Now, until two days ago, that would seem like a "black swan" event that, for all intents and purposes, was impossible in the SGX's vocabulary, given all the back-up armoury it has for restoring trading.
But Thursday's trading glitch was unusual. Brokers said the trades were properly executed but the problem arose with the confirmations. Instead of getting one confirmation message for each trade, they got multiple messages.
As a result, confusion reigned over the actual trades done, making it impossible for them to carry on. The huge deluge of duplicate messages also slowed down the trading system considerably.
Reconciling the missing and duplicate messages takes time, even though a mere 538.7 million shares worth $335.2 million had changed hands in the 2 ½ hours of trading that took place - a light volume by any measure, and SGX staff had to work overnight to perform the enormous task.
Will similar trading glitches occur in future, lasting just as long or even longer and causing the market to fail to re-open for trading? It is impossible to tell, given the immense technological challenges facing all stock exchanges.
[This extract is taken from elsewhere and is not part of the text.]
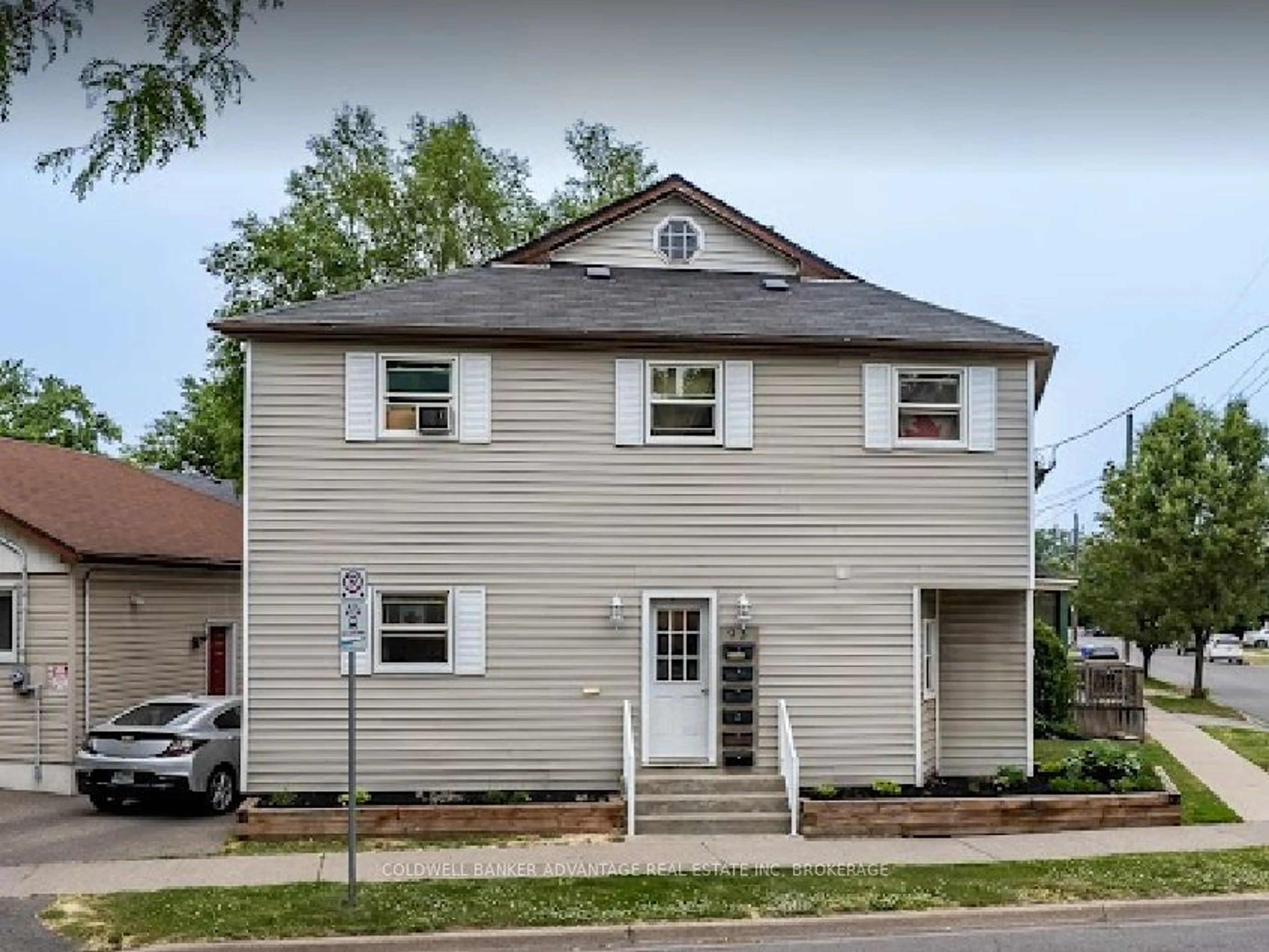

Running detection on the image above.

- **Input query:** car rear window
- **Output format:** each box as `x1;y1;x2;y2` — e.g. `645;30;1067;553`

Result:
114;701;198;727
For now, the financial fallout looks to be contained. One idiosyncrasy of the local bourse is that a trader can sell shares he does not own in the hope of making a profit, so long as he can cover back his position within the same trading day. So when the market failed to reopen on Thursday, these traders were unable to square off their "short" positions. Under current trading rules, they had to wait for the SGX to "buy-in" the shares on their behalf when the trades were finally settled three trading days later.
But CEO Loh Boon Chye said the SGX would waive the buying-in penalties for these short-sellers. They were also given one day's grace - yesterday - to cover back their "short" positions.
Saying sorry and promising to minimise the downtime is not good enough. It takes more than that to restore investors' confidence.